We have started a podcast for our journey this summer. The first session is already up on the podcast and the next session will start next week. We are giving folks some time to find the new podcast first. You can access Connecting Our Conversations at psne.buzzsprout.com, and subscribe to it from there. In the meantime, this week for listening, we recommend a conversation between writers Brené Brown and Austin Channing Brown on I’m Still Here: Black Dignity in a World Made for Whiteness which can be found at this link: https://brenebrown.com/podcast/brene-with-austin-channing-brown-on-im-still-here-black-dignity-in-a-world-made-for-whiteness/
In the chapter for this week, Dolly Chugh offers the opportunity to take a look at privilege and how it shows up in your life.

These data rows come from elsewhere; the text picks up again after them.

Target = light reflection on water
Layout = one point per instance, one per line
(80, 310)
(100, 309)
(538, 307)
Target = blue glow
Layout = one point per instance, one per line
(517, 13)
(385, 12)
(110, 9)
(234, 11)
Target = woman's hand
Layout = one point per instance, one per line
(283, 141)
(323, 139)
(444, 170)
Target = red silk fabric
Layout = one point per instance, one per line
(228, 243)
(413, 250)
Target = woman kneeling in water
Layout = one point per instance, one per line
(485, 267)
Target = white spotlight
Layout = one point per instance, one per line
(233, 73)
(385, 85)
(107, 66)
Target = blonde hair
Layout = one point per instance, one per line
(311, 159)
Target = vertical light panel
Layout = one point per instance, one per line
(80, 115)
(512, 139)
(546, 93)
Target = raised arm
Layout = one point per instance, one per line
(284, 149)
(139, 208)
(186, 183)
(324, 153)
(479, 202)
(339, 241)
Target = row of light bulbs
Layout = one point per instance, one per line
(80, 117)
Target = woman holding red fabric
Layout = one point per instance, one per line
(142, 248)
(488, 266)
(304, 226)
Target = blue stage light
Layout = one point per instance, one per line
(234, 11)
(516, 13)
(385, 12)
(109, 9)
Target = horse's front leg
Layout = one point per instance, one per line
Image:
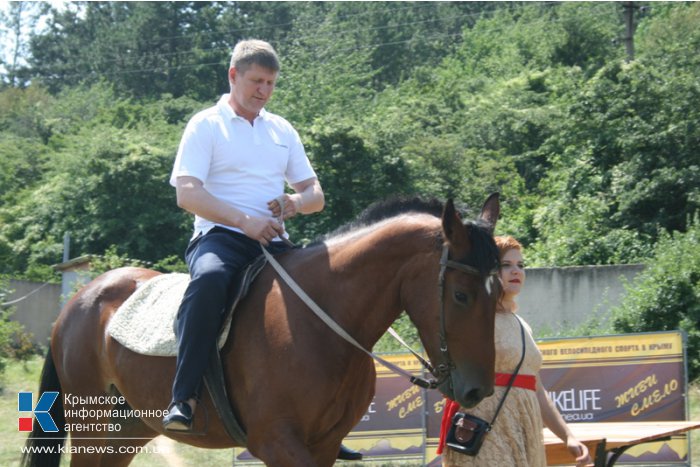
(279, 446)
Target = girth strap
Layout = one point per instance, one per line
(216, 384)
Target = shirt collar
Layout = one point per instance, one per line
(228, 112)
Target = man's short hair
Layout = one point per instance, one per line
(253, 51)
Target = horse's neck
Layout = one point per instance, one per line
(373, 267)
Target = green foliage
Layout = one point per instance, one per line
(666, 295)
(15, 343)
(593, 156)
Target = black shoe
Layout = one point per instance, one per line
(179, 417)
(348, 454)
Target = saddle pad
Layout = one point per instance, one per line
(144, 322)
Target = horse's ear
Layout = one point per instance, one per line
(455, 232)
(491, 211)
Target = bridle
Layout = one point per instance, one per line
(443, 372)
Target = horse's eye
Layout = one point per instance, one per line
(461, 297)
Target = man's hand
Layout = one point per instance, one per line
(292, 206)
(261, 229)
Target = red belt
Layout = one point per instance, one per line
(521, 381)
(451, 407)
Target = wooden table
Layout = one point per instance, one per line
(608, 441)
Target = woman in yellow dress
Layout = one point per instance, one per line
(516, 437)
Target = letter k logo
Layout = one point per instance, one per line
(41, 411)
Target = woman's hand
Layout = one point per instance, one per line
(579, 451)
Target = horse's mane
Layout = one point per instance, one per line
(484, 255)
(386, 209)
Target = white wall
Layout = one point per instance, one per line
(557, 298)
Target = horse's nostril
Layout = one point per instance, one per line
(474, 396)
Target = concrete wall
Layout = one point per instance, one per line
(38, 310)
(557, 298)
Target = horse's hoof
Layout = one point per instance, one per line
(179, 417)
(348, 454)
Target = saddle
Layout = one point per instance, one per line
(143, 325)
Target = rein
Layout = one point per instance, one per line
(443, 370)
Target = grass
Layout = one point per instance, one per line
(25, 376)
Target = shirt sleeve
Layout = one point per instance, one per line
(298, 167)
(195, 151)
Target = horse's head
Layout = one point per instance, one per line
(469, 291)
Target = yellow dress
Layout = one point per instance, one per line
(516, 438)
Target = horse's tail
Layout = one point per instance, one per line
(43, 449)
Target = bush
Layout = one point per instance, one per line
(666, 295)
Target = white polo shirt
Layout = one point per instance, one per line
(241, 164)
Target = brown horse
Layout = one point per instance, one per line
(296, 386)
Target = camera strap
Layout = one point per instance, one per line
(515, 373)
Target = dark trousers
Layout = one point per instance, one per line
(214, 259)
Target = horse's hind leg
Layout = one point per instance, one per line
(124, 445)
(281, 449)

She suggests a tool that is not all that new, but might be new to you. It is from Peggy McIntosh, and her article, “White Privilege: Unpacking the Invisible Backpack.” Her 50 questions are worth examining and are the challenge for your journaling and reflection that I set before you this week. Additionally, I challenge you to share what you learned with at least one other person, to have a brave and vulnerable conversation about what you are doing this summer, and what you are learning and what it means for you as a person of faith. I’d love to hear how that goes for you this week.